Virtual Flirting: Kuaishou’s FantaSay (NSFW) AI Companion Go Global

| Updated on October 14, 2025
Chinas Kuaishou launches FantaSay an AI companion app

Kuaishou, the Chinese short video giant, has been making strong steps in global markets through the use of a controversial new method, the AI companion avatars that sometimes come with NSFW (not safe for work) features. Such a step indicates that Chinese tech companies are launching global marketing campaigns (one such is Alibaba’s Amap who jumped to 400 million daily users) with daring content to court foreign customers beyond national boundaries.

From mostly live streaming and social video content, Kuaishou is now getting into the use of AI-powered chatbots for the experimental interaction of human-like communication with the foreign broadband crowd. It is a transformation that is too drastic, going from video content to non-material artificial intelligence experiences at the same time. Some versions are seen to be too casual with the use of words that are meant to be harmless or friendly. Thus, they are raising the issue of whether it is ethical or not and if the laws are on their side.

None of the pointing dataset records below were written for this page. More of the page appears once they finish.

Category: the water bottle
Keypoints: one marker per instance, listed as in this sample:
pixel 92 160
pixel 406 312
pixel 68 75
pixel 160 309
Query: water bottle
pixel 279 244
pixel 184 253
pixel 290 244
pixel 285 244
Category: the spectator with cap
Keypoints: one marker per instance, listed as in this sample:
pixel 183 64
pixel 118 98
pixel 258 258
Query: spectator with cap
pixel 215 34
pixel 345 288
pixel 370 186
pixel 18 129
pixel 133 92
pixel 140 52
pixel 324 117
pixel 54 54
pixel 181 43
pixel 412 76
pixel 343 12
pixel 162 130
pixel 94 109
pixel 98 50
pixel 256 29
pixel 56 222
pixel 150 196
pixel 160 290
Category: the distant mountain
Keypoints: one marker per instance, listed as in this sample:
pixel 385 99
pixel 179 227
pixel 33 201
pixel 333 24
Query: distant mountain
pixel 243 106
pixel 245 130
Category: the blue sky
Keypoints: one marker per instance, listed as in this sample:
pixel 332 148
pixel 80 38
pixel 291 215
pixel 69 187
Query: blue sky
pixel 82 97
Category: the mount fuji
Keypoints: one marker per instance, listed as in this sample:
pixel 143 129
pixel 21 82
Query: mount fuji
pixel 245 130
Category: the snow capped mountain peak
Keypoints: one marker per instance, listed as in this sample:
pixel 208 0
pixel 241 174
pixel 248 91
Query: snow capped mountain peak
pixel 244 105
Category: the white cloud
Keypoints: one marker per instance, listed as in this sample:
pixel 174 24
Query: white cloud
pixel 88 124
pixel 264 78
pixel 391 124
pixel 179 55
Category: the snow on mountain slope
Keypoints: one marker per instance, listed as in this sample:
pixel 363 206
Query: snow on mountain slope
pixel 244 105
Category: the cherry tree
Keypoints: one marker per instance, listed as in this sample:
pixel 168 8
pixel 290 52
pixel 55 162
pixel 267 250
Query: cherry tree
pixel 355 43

FantaSay with adult chat features

All these are understood as a step towards Kuaishou’s larger project of shifting to areas that are not connected with Chinese advertisements and commercial sectors that are becoming more and more limited and saturated at the same time. The parent company, Kuaishou Technology, is listed in Hong Kong with the stock symbol 1024. The ‘AI companion’ does not only involve a technical challenge but also a reputational one. While the factors of novelty and intimacy can be a practice to boost the participatory nature of users, critics fear of likely misuse, privacy issues, and content moderation problems.

International initiatives of Kuaishou are not original. Already regionalizing content to local preferences, the app goes by the moniker ‘Kwai’ in many international markets. Still, the push for an artificial intelligence companion is a more audacious foray into unexplored ground that may shape how Chinese technology grows internationally under more strict global standards. Regulatory systems differ significantly. Explicit content, even through artificial intelligence avatars, must abide by severe moderation and age-verification criteria in several Western markets.